Amazon’s top-selling books are looking like an especially easy “Which one doesn’t belong?” question. The former governor’s “Going Rogue: An American Life” has been in the top 100 for 43 days. It currently sits only behind Stephen King’s “Under the Dome,” and Palin’s book has not even come out yet.
Though this alone surely makes Palin’s book an “important” one, I have other reasons for reading “Going Rogue.”
To read Palin in my last year of undergraduate education is sure to be what reading Arthur Ashe’s autobiography was in my last year of middle school.

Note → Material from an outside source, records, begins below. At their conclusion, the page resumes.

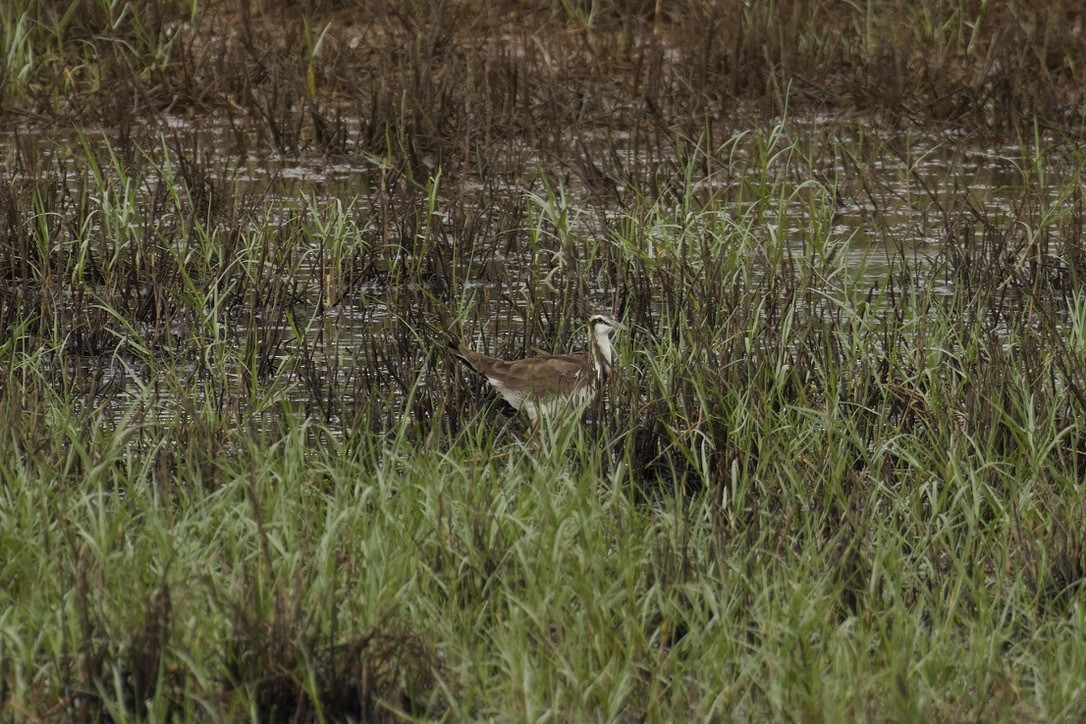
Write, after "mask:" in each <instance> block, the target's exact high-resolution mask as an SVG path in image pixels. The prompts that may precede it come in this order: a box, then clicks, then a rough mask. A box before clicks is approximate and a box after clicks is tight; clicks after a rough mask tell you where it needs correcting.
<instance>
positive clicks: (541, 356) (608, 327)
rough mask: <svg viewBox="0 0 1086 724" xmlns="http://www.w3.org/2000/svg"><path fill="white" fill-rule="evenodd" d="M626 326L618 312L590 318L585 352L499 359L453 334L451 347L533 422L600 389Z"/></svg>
mask: <svg viewBox="0 0 1086 724" xmlns="http://www.w3.org/2000/svg"><path fill="white" fill-rule="evenodd" d="M622 329H626V327H624V326H623V325H621V323H620V322H619V321H617V320H616V319H615V318H613V317H610V316H608V315H605V314H595V315H592V317H590V318H589V350H588V352H586V353H585V354H579V355H542V356H538V357H526V358H523V359H513V360H505V359H496V358H495V357H490V356H487V355H483V354H480V353H478V352H475V351H472V350H470V348H469V347H467V346H465V345H464V344H460V343H459V342H457V341H455V340H452V341H450V343H449V351H450V352H451V353H452V354H453V355H454V356H455V357H457V358H458V359H459V360H460V361H463V363H464V364H465V365H467V366H468V367H469V368H470V369H472V370H473V371H476V372H478V373H479V374H482V376H483V377H485V378H487V381H488V382H490V384H491V386H493V388H494V390H496V391H497V393H498V394H500V395H502V397H503V398H504V399H505V402H507V403H509V405H512V406H513V407H514V408H515V409H518V410H523V411H525V412H526V414H527V415H528V419H529V421H530V422H531V423H532V425H534V424H536V422H538V421H539V418H540V417H547V416H552V415H553V414H554V412H556V411H558V410H561V409H566V408H570V407H574V406H578V405H581V404H584V403H586V402H589V401H590V399H592V398H593V397H594V396H595V394H596V393H597V392H598V391H599V388H601V386H602V384H603V381H604V379H605V378H606V377H607V374H609V373H610V371H611V369H613V367H614V356H613V354H611V343H610V341H611V336H613V335H614V334H615V333H616V332H617V331H619V330H622Z"/></svg>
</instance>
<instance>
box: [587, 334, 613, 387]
mask: <svg viewBox="0 0 1086 724" xmlns="http://www.w3.org/2000/svg"><path fill="white" fill-rule="evenodd" d="M589 350H590V351H591V355H592V366H593V367H595V368H596V377H603V376H604V374H607V373H608V372H610V370H611V348H610V338H609V336H607V333H606V332H594V331H593V332H589Z"/></svg>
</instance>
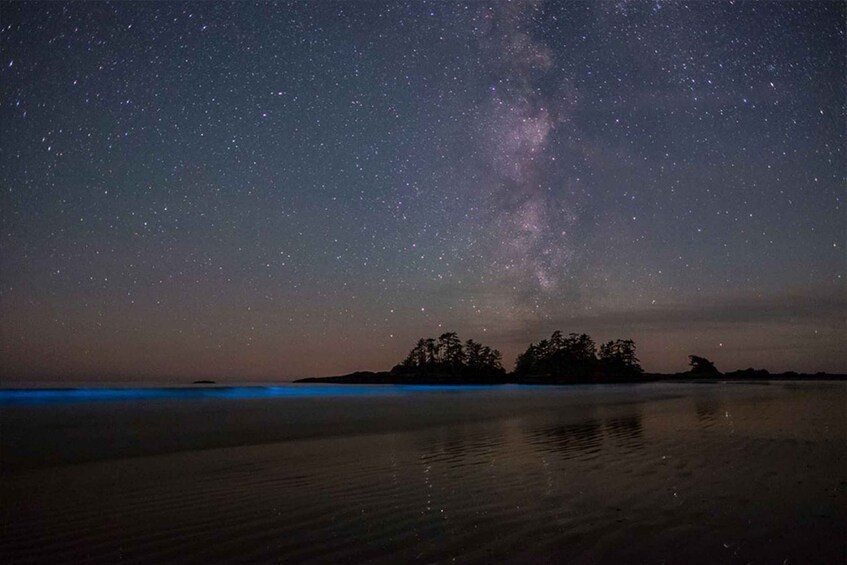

Enriching. Stimulating. Revelatory.
As a student in liberal, sunny California, I am automatically out of touch with the real America. Without Palin’s voice ““ dripping with Americana as it is ““ my peers and I at liberal universities such as UCLA would be at a loss for our own true identity.
Palin’s book tour is skipping the thrust of America’s large but liberal cities (Los Angeles, New York, San Francisco, Chicago and Philadelphia). The message is clear ““ Palin does not intend to waste time on the hokey professor types that populate the cloudy, intellectualized circles of Chicago and New York. Not letting our zip codes restrict us, my roommates and I have already begun our Craigslist search for a rideshare to the Sam’s Club in South Strabane Township, Pennsylvania.
Reading Palin’s book will also help me understand the visceral reaction that follows her every move. As of now, it is hard for me to understand why so many people in big cities hate Sarah Palin so much. But maybe that’s because I’ve only seen her speeches and read her op-eds to the mainstream media. After 432 pages (1.4 pounds) of Palinspeak, I’m sure to understand her well enough to connect with her in that special way that so many Americans already have.
In their typical, cowardly way, the leftist publishing houses have already created spoofs of Palin’s magnum opus. Given their lack of creativity in solving our nation’s problems, it’s not surprising that two of these works share the same name, “Going Rouge.”
One is a collection of critical essays compiled by editors of The Nation magazine. The book, subtitled “An American Nightmare,” promises to be full of the liberal smear tactics that are so familiar to any consumers of the mainstream media. It includes essays featured in the Wall Street Journal, the Anchorage Daily News and bloggers.
The other is a coloring book, with an entire page titled “Dress Sarah for Success!” Aside from the fact that this is yet another spineless attack on a strong woman, the notion that Palin would wear an Alaskan wolf pelt skirt is clearly baseless. They don’t sell pelt skirts at Neiman Marcus.
Once I’ve read “Going Rogue,” I’ll be armed with the right responses to their lies. Sarah will tell me how to respond to all the questions they will undoubtedly pose.
The former governor will tell me why it is “no problem” for a politician with demonstrably limited intelligence to hold the highest esteem of millions of American families. She will help me wink and nod my way through the most difficult questions.
She will teach me how to go rogue ““ how to use your baby with Down syndrome as the political equivalent of a foam hand, perfect for waving around as evidence of one’s commitment to what’s right, like she does at every stump speech. She will help me fight against the hullabaloo on health care. She will elucidate the evils of socialism, but also the evils of comprehensive and equal education. She will teach me how to free this country from the stranglehold sexual liberality has placed upon it, all without disclosing any dirty secrets about contraceptives or “safe sex.”
I will read “Going Rogue,” because when the man in the White House is doing everything he can to give you health care and better your schools (read: empty your pockets), we could all use a little wailing from Wasilla.